Les banques avaient dès 2013 lancé le débat sur un autre plan : le TEG n’ayant pas de véritable sens au début d’un contrat structuré qui va le voir évoluer dans le temps, il n’est pas cohérent d’imposer à des emprunteurs professionnels cette information destinée à des particuliers. Afin que ces jugements ne s’appliquent pas à la totalité des prêts sensibles (classés 3E, 4E, 5E dans la charte Gissler ou en dehors), Bercy devrait en tenir compte pour rédiger d’ici à mai un nouveau dispositif de validation des prêts litigieux, après un premier texte en partie invalidé par le Conseil constitutionnel, en décembre.

Fonds de soutien

 

Le comité des finances locales (CFL) a de son côté validé le 11 mars le décret détaillant le fonctionnement du fonds de soutien aux collectivités locales de 1,5 milliard d’euros (100 millions par an) créé par la loi de finances 2014, et abondé pour moitié par les banques. « Comme pour le futur dispositif de validation des prêts litigieux sur le TEG, ce fonds doit permettre de trouver une porte de sortie à une partie des contentieux engagés contre la Sfil (178) et Dexia (41) : il offrira un choix supplémentaire intéressant pour les collectivités », indique Matthieu Colette, consultant spécialisé chez Finance Active.

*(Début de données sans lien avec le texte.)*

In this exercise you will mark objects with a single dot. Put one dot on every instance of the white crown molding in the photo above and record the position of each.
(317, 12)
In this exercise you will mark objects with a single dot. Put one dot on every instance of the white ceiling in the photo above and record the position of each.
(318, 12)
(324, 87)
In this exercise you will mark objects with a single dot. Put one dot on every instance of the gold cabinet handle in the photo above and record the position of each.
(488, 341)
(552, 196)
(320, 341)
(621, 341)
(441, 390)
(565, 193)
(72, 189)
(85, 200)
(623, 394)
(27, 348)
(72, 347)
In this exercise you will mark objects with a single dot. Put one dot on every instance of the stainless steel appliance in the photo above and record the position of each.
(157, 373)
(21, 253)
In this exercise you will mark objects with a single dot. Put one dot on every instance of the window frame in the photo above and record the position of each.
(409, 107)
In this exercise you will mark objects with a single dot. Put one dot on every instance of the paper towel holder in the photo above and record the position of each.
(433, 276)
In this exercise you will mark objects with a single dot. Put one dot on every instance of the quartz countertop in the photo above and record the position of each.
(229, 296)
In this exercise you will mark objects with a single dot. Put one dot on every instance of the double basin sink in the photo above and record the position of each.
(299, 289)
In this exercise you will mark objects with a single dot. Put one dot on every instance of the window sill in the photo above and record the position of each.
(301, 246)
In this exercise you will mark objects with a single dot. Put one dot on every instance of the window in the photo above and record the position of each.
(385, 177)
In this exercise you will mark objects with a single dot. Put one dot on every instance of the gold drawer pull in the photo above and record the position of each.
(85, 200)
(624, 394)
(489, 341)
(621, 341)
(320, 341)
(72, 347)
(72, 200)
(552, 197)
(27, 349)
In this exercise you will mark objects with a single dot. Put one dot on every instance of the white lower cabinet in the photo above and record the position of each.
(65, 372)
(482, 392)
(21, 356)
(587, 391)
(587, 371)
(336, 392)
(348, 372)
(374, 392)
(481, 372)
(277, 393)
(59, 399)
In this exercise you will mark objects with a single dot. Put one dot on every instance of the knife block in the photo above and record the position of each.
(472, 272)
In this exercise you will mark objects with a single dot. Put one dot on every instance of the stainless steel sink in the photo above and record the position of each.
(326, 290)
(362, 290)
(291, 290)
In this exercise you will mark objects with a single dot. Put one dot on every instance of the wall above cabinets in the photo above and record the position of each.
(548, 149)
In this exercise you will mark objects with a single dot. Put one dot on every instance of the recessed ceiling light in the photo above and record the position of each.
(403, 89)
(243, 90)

L’aide, versée après un délai d’instruction de quatre mois, sera plafonnée à 45 % de l’indemnité de remboursement anticipé (IRA) à la banque. Elle pourra aussi servir à payer les intérêts des emprunts sensibles pendant neuf ans si leur taux est supérieur au taux d’usure, ainsi qu’à financer un conseiller financier extérieur (dans la limite de 50 % des frais annuels) pour les collectivités de moins de 10.000 habitants. Le montant sera déterminé en fonction de l’endettement de la collectivité, de la part des emprunts structurés éligibles, de sa capacité de désendettement, et même de son potentiel financier. « L’absence de mécanisme objectif pour déterminer la valeur de la soulte pourrait amener le fonds à surpayer certaines banques et contreparties », prévient Maurice Vincent, sénateur-maire de Saint-Etienne et président d'Acteurs publics contre les emprunts toxiques (APCET). Les banques devront quand même soumettre les « éléments utiles au calcul » à l’autorité chargée de l'instruction des demandes.

Enfin, la demande de soutien est conditionnée, non plus à un abandon des poursuites contre la banque, mais à un projet transactionnel. « Il pourrait s’avérer difficile à rédiger si les banques demandent une marge pour le risque de marché pendant les quatre mois d’instruction », craint Danielle Da Palma.